The British housing market remains ‘robust’ despite fears over the slowing economy, according to the boss of the country’s biggest housebuilder.
Barratt chief executive David Thomas said he expects new home completions to grow at a rate of 3 to 5 per cent in the medium term, despite uncertainty over inflation, rising interest rates, consumer confidence and spending.
The Leicestershire-based housebuilder said total new home completions returned to pre-pandemic levels in the year to June 30, at 17,908 – more than 650 up on a year before.
The average selling price – excluding “affordable” housing – was up from £325,500 to £341,000.
But the business warned that build cost inflation of 6 per cent last year had now risen to between 9 per cent and 10 per cent due to escalating energy costs, fuel cost inflation for transport and other factors.
Mr Thomas said: "We have delivered an excellent performance this year, reflecting the strong customer demand for our homes and the productivity of our sites.
“We are delighted that completions have now returned to pre-pandemic levels and I am grateful for the hard work and dedication of our teams and partners over the past two years to achieve this important milestone.
“While there are clearly macro-economic uncertainties ahead, the housing market remains robust, our forward order book is strong and we have the resilience and flexibility to react to changes in the operating environment.
“Our focus remains on addressing the UK's housing shortage with the high-quality, energy-efficient, sustainable homes and developments which we pride ourselves on building."
Barratt’s total forward sales so far for the coming year (including through joint ventures) were down 755 at 13,579, but with a value of £3.62 billion compared to £3.47 billion last year.
It expected adjusted pre-tax profit for last year to be between £1.05 billion and £1.06 billion, slightly ahead of expectations, and well up on the £919.7 million achieved a year earlier.
Barratt, which has its historic roots in the North East, gave its workers an “accelerated” 5 per cent pay rise on April 1, along with an additional one-off £1,000 to all employees below senior management level – phased over six months – to help with the cost of living crisis.

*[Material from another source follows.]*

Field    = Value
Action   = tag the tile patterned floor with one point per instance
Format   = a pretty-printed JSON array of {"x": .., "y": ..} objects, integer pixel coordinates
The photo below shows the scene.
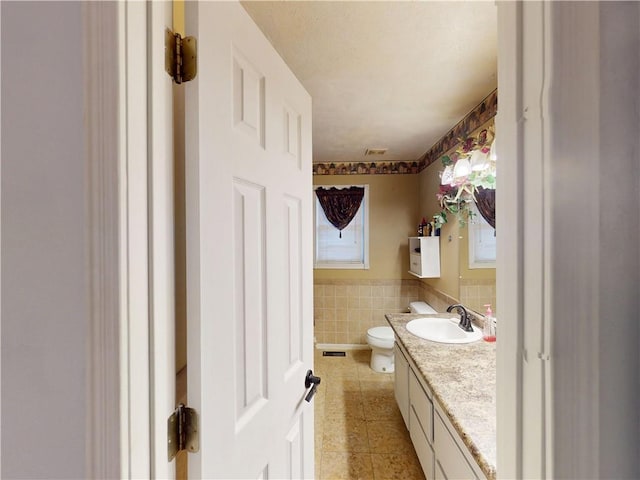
[{"x": 359, "y": 431}]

The business had a balance sheet of £1.125 billion – down £192 million – taking into account its £250 million acquisition of Cheshire-based Gladman Developments in January and land spend of around £1.05 billion during the year.
Danni Hewson, a financial analyst at stockbroker AJ Bell said the Barratt trading update reflected both the opportunities and challenges facing the sector right now.
She said: “On the one hand demand still seems robust, and Barratt is back building homes at pre-pandemic volumes with units selling faster than expected.
“On the other it is becoming far more costly to do so and under-resourced planning departments are acting as an impediment to growth.
“Build cost inflation of 6 per cent in the year just gone is burdensome enough but a potential double digit increase in the current financial year would really challenge Barratt’s ability to protect margins.
“House prices may have risen rapidly enough to cover these higher costs so far but Barratt, like its peers, is running just to stand still in terms of profitability and there is a significant risk that raw material and labour costs continue to grow.
“At least, unlike Persimmon, it is not being forced to downscale its volume targets just yet, suggesting its relationships with suppliers, procurement strategy, simplified build process and attractiveness as an employer are paying off.”